Un communiqué conjoint a précisé que la sardine présente le long des côtes nationales appartient exclusivement à l’espèce dite sardine commune (Sardina pilchardus). Il a insisté sur le fait qu’aucun cas d’infection par ce virus n’a été observé ou enregistré à ce jour dans les eaux maritimes du Royaume, tout en rappelant que ce pathogène n’affecte que les poissons et ne présente pas le moindre risque pour la santé humaine ou la sécurité des consommateurs.
La même source a ajouté que la seule présence du virus n’entraînait pas automatiquement une mortalité massive des bancs de poissons, un tel phénomène nécessitant la conjonction de plusieurs facteurs environnementaux et de stress climatiques très particuliers.

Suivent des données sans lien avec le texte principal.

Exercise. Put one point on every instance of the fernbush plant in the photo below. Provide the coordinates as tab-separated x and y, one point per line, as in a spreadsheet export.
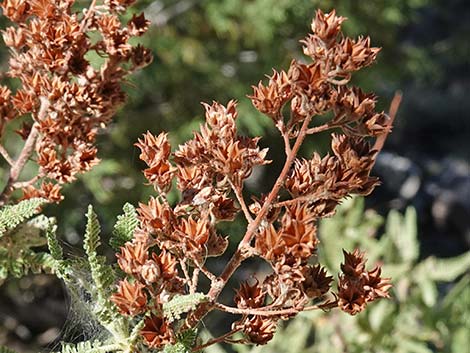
428	303
164	246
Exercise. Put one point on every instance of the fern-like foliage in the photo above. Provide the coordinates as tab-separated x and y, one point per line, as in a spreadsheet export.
124	227
181	304
101	273
185	342
82	347
17	256
4	349
12	216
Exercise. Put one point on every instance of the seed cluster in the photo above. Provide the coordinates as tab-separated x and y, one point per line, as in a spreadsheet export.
167	255
70	67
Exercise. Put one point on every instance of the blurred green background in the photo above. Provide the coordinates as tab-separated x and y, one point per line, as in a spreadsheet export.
215	50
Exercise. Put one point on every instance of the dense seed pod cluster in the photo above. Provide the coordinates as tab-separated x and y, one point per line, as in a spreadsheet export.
70	66
167	255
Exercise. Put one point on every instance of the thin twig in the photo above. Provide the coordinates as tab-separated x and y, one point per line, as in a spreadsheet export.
26	152
185	271
23	184
241	200
5	155
216	340
194	281
239	254
89	13
285	136
392	113
264	312
206	272
317	129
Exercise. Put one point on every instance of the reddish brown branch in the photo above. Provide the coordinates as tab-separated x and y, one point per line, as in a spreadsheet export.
392	113
5	155
240	253
269	312
26	152
216	340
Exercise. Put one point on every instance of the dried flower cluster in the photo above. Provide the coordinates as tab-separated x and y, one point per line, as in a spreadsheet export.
167	255
67	94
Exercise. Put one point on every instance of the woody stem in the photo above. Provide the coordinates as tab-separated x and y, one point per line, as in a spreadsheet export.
265	312
216	340
26	152
240	253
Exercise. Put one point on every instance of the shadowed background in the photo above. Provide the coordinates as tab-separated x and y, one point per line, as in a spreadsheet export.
215	50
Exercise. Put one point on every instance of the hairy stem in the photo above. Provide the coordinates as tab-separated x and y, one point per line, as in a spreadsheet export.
5	155
26	152
238	193
216	340
392	113
268	312
241	253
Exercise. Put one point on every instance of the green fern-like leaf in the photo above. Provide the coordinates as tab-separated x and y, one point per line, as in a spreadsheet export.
17	256
181	304
185	342
178	347
4	349
124	227
52	243
82	347
101	273
12	216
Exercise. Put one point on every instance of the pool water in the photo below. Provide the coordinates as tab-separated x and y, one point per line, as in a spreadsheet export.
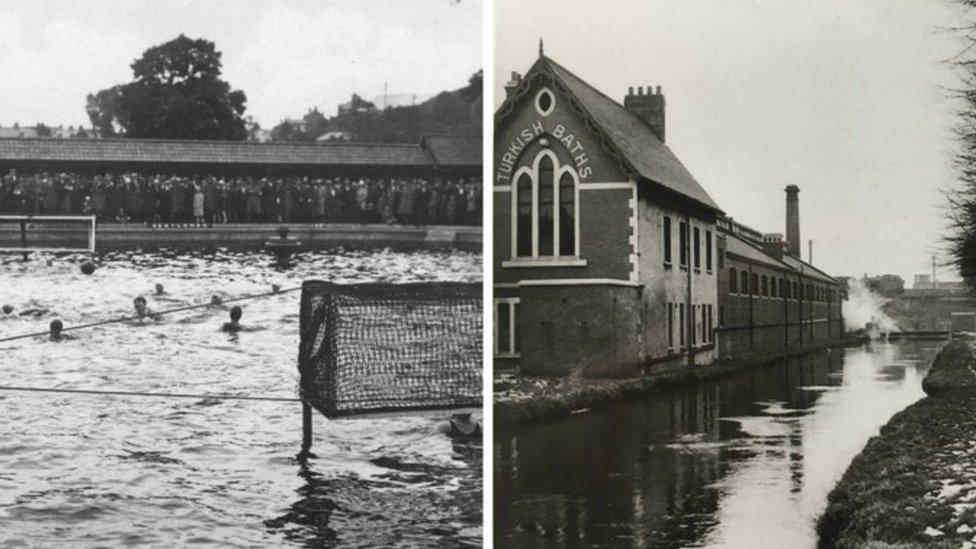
92	470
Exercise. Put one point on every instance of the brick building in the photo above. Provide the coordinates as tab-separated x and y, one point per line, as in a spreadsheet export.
608	254
604	255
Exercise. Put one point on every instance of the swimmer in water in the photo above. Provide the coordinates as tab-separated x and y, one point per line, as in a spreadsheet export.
55	333
234	325
461	427
142	309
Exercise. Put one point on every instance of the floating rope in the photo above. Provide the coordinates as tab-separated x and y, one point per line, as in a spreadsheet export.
146	394
168	311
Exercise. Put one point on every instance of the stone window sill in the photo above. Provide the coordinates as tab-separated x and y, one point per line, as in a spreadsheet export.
532	262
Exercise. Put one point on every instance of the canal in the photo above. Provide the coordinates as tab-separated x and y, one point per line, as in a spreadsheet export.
745	461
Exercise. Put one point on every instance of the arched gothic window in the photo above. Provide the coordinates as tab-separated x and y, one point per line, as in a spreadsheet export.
545	209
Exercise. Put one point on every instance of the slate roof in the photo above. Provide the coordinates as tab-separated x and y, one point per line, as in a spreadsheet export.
212	152
453	150
647	155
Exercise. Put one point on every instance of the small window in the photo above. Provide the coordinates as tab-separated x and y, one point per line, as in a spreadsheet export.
697	244
544	102
667	240
681	325
506	336
683	243
708	251
670	327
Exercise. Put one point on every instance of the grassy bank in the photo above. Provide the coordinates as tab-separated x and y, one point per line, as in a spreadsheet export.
519	400
914	485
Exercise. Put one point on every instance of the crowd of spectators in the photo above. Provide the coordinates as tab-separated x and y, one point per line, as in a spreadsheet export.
164	199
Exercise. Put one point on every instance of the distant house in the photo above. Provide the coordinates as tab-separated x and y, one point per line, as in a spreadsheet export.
335	136
356	104
60	132
391	100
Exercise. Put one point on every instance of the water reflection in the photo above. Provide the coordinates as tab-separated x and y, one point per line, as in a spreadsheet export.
743	462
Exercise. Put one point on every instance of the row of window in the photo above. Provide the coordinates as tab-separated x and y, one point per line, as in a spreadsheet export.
740	282
695	325
683	251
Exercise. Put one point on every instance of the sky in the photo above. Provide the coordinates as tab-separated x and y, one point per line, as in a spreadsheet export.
286	55
849	100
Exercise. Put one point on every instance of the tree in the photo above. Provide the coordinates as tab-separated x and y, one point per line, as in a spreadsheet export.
177	93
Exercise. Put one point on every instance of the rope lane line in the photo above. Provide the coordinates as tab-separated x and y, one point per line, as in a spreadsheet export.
146	394
160	313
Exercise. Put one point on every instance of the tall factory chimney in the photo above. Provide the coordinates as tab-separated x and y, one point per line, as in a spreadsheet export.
793	220
648	107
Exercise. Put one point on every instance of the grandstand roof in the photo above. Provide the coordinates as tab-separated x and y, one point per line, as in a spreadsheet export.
240	152
453	150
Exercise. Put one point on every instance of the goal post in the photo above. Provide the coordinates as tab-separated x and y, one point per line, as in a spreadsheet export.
378	348
47	233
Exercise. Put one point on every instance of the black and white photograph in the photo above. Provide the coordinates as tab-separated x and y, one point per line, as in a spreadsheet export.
732	274
241	276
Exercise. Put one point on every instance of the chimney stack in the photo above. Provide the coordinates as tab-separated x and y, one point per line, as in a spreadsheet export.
648	107
793	220
513	83
773	245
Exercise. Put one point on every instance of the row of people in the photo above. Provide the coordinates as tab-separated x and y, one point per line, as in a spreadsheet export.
134	197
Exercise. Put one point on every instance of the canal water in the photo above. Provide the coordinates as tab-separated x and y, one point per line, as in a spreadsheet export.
82	470
742	462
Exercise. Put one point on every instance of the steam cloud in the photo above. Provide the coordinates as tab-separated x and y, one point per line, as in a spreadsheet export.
863	306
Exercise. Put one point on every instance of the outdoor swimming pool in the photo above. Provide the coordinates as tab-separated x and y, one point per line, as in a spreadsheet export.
93	469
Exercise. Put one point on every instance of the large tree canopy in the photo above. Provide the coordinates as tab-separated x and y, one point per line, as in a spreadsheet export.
177	93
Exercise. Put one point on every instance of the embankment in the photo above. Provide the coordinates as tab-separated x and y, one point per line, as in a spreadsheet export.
522	400
914	485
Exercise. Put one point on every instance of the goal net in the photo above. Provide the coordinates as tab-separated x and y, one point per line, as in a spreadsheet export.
369	348
47	233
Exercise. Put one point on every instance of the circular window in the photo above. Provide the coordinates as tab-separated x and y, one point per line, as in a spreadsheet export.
544	102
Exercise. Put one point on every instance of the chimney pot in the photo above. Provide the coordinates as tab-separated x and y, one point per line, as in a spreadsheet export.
793	220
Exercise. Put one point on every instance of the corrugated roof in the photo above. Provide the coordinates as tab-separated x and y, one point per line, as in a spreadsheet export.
454	150
807	269
632	138
743	248
211	152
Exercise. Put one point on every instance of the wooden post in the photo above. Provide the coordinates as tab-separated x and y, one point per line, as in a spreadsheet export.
306	429
23	238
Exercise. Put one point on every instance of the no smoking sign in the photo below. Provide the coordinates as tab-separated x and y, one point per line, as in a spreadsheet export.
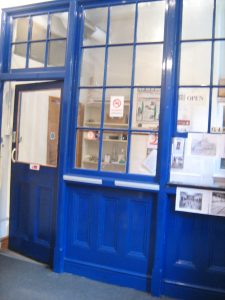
116	106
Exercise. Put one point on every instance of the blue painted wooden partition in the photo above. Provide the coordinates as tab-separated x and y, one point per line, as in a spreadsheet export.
126	236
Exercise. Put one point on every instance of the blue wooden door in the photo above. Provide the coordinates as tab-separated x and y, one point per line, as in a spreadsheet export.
34	172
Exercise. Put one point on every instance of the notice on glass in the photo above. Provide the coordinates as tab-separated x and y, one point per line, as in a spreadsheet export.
177	160
116	106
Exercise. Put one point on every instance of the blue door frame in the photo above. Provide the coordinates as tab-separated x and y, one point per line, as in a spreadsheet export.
33	196
187	257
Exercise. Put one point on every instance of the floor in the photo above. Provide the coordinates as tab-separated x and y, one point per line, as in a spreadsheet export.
24	279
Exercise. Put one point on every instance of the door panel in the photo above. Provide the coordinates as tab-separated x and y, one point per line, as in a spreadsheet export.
34	189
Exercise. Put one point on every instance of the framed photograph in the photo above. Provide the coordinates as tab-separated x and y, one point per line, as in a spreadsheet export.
192	200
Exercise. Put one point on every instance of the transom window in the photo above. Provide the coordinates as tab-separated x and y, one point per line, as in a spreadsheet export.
120	88
39	41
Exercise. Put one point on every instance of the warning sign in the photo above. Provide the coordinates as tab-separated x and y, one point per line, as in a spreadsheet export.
116	106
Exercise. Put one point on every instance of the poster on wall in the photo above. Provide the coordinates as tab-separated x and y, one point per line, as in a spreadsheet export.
148	107
192	200
151	155
208	202
177	159
193	102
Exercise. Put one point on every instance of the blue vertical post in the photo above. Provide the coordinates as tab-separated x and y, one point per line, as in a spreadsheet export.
59	251
165	134
3	35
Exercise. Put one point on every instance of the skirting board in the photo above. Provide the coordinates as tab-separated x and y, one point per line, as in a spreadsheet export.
187	291
108	275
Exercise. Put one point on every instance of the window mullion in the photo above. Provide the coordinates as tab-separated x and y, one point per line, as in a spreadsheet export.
104	92
132	91
28	42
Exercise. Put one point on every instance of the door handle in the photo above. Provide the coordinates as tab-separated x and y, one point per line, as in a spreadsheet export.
13	155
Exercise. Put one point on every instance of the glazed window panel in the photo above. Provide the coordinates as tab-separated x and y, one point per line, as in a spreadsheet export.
146	108
92	67
20	30
87	149
148	67
95	26
117	118
18	56
37	55
44	38
56	53
114	152
197	19
195	63
39	27
122	19
90	108
119	90
119	68
58	25
150	26
143	154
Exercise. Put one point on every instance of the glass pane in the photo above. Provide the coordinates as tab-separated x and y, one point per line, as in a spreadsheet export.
18	56
195	63
119	67
143	154
39	27
58	25
218	111
38	127
56	53
95	26
220	19
117	108
20	29
92	67
148	67
219	63
193	110
114	152
122	24
197	19
87	149
146	108
37	55
90	108
151	17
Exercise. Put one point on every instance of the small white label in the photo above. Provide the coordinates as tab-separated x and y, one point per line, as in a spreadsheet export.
116	106
35	167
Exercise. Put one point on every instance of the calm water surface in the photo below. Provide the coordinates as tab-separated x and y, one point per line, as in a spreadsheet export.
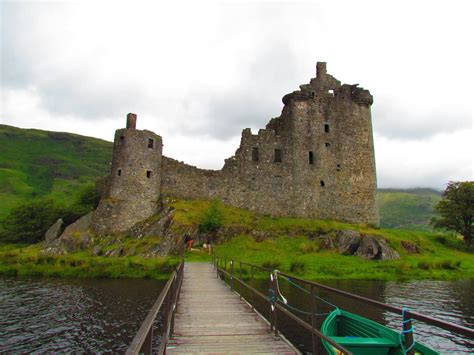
45	315
86	315
452	301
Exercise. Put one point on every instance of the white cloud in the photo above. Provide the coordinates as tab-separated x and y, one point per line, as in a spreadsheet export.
197	73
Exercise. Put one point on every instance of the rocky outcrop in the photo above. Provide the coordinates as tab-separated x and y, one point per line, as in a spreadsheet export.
54	231
350	242
410	247
75	237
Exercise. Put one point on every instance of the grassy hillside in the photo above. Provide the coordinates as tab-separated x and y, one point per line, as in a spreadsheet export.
288	244
36	163
41	163
407	209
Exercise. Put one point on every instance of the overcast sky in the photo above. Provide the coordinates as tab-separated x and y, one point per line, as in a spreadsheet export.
197	73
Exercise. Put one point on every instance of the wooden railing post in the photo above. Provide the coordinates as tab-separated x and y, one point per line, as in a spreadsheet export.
274	288
313	320
232	274
251	287
240	277
408	331
147	347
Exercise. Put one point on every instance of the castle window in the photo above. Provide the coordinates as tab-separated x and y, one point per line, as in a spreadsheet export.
255	154
277	156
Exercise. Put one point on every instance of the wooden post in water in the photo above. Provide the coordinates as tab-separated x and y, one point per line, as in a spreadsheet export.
273	277
240	276
313	320
251	284
232	275
408	331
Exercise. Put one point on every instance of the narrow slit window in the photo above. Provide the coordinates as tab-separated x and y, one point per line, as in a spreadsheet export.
277	155
255	154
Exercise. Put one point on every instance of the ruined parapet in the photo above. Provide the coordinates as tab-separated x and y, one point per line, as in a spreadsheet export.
133	187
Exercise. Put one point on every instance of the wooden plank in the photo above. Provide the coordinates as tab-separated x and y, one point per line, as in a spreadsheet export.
212	319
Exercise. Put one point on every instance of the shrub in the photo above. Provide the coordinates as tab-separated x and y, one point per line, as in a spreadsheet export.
308	247
297	267
212	218
271	264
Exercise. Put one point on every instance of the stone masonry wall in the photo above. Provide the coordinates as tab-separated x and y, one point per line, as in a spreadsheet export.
324	168
133	190
315	160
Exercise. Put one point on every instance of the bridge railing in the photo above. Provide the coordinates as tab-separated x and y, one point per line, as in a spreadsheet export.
167	301
226	266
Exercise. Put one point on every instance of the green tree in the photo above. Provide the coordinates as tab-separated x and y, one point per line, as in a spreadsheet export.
212	218
27	223
456	209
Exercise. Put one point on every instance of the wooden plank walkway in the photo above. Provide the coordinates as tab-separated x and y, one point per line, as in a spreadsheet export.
212	319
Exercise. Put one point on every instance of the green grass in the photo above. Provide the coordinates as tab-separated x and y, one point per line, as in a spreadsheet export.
289	244
38	163
286	254
28	261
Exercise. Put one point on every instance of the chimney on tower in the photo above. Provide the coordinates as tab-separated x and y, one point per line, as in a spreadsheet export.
131	121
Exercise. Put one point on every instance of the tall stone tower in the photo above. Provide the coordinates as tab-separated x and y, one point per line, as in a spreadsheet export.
315	160
133	187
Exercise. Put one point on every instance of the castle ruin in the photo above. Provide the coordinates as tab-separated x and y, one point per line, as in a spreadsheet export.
315	160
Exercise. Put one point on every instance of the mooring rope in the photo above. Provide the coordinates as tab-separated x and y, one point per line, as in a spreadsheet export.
278	296
405	331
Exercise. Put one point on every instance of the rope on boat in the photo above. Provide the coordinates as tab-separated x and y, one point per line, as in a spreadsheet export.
304	290
405	331
278	297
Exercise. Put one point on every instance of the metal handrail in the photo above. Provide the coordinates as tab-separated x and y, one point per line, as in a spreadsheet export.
410	314
407	314
142	343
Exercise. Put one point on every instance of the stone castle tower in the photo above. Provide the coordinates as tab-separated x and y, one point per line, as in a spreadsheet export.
133	187
315	160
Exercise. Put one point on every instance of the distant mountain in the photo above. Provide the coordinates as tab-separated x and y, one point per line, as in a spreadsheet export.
407	208
41	163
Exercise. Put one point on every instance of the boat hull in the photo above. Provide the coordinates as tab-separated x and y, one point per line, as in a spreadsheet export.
362	336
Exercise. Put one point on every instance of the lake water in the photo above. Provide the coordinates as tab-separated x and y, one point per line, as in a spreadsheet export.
91	315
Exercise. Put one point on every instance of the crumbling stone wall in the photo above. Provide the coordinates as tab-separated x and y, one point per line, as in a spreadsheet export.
133	187
315	160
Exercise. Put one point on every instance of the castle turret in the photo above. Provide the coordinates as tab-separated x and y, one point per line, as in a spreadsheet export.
133	187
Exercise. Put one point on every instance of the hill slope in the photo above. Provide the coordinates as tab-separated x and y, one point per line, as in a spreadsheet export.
407	209
37	163
42	163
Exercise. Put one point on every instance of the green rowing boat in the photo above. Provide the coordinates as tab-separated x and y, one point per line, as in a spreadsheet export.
362	336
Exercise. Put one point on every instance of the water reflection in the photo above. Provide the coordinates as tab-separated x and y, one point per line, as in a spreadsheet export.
87	315
448	300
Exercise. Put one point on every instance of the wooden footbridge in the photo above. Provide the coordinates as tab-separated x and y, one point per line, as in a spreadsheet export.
198	312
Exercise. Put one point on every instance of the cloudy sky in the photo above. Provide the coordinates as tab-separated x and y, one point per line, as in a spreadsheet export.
197	73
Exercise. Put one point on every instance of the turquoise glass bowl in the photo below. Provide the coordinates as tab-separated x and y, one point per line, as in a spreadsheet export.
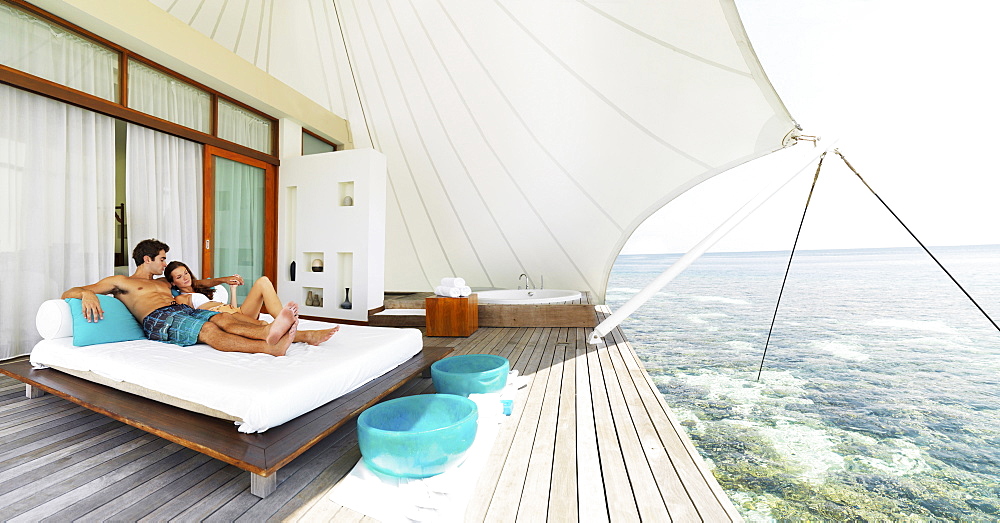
470	373
417	436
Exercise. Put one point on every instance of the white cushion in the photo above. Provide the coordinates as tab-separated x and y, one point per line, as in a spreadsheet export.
54	320
221	293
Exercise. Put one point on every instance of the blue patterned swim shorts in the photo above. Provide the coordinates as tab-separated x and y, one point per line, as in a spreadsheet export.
177	324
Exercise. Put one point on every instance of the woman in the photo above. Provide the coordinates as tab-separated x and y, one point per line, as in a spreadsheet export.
200	292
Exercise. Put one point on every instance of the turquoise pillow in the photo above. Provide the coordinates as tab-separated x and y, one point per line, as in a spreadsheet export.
118	323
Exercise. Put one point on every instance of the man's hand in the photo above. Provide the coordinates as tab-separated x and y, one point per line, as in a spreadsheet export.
91	307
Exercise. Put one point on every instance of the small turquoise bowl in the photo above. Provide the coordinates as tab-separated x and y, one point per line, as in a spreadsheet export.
470	373
417	436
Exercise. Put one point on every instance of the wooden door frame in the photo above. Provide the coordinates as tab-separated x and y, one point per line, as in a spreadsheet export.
270	211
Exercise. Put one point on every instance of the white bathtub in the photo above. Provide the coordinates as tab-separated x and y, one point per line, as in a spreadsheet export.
528	296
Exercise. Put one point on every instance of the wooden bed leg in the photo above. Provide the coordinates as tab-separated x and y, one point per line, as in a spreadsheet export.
33	392
263	486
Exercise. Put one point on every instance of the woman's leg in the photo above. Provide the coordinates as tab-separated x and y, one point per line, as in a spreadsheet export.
261	296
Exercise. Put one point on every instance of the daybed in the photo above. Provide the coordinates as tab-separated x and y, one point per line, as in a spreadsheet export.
194	395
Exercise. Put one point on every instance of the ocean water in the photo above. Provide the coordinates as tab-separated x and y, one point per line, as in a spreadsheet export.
880	395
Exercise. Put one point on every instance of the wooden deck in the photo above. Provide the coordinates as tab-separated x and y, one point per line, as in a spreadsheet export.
590	439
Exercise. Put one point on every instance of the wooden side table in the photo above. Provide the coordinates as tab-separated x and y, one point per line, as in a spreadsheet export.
452	316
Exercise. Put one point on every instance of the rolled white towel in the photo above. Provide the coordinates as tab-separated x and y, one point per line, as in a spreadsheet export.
453	282
450	292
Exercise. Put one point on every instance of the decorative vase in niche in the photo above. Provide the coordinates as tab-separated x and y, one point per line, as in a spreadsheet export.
347	299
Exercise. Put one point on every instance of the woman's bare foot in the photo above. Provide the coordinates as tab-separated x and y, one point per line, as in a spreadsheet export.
280	348
315	337
285	319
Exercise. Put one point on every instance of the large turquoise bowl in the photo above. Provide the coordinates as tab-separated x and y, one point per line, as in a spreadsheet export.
470	373
417	436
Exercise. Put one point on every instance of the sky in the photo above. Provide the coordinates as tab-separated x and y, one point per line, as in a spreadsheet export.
908	91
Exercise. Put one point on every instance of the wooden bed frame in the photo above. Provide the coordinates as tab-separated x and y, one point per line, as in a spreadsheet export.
261	454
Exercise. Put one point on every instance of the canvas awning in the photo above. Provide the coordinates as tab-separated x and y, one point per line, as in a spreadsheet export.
522	136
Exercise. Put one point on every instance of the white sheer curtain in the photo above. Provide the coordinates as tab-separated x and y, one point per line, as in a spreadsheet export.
46	50
163	177
163	96
57	198
243	127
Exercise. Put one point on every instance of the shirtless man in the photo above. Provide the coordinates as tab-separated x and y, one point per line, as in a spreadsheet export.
163	319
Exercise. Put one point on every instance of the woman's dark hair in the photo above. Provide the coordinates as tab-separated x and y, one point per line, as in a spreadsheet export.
150	247
168	273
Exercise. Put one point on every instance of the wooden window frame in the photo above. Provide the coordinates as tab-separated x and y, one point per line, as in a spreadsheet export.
120	109
270	211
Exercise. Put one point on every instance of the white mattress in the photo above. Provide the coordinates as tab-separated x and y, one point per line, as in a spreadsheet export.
263	391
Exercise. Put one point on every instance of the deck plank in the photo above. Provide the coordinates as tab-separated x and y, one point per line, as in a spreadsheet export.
620	500
590	439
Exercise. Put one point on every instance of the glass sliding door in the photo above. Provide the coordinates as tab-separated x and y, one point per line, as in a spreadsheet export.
238	239
239	221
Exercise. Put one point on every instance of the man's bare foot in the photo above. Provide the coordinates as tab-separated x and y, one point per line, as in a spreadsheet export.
315	337
280	326
280	348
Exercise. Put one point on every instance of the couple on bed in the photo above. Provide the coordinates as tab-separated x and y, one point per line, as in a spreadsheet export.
173	320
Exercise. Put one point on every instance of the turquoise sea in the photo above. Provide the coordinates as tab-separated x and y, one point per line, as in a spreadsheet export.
880	396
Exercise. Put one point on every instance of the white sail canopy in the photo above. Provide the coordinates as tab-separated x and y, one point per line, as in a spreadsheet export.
522	136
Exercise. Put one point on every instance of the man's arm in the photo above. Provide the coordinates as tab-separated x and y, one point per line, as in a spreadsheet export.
87	294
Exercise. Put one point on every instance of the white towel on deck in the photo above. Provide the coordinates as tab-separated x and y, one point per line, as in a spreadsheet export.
453	282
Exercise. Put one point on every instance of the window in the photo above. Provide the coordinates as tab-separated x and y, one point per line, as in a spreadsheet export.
166	97
248	129
46	50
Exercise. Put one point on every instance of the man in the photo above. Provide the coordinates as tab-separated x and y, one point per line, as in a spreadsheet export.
163	319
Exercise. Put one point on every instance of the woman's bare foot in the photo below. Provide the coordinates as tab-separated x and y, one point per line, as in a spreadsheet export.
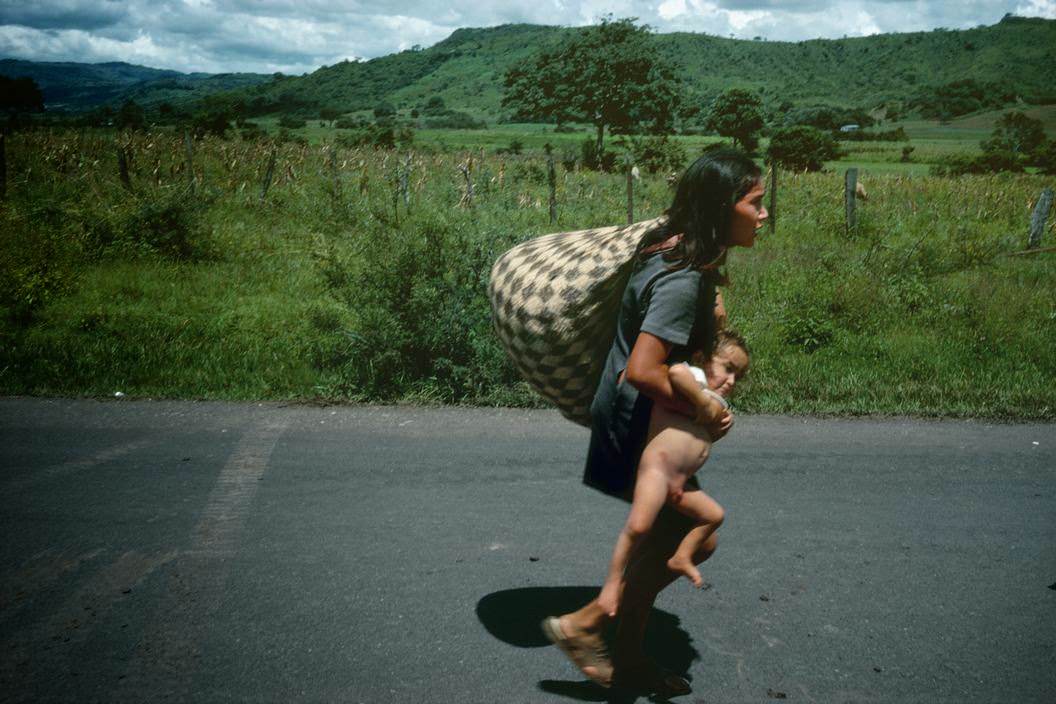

Les autorités sectorielles ont par ailleurs affirmé qu’elles maintiennent une stratégie de vigilance et de surveillance préventive permanente afin de protéger les ressources halieutiques et le littoral national. Cela se traduit par le renforcement de la coopération internationale, l’échange continu de données scientifiques ainsi que le déploiement de mécanismes de contrôle analytique et de veille épidémiologique sur le terrain, conformément aux normes établies par l’Organisation mondiale de la santé animale (OMSA).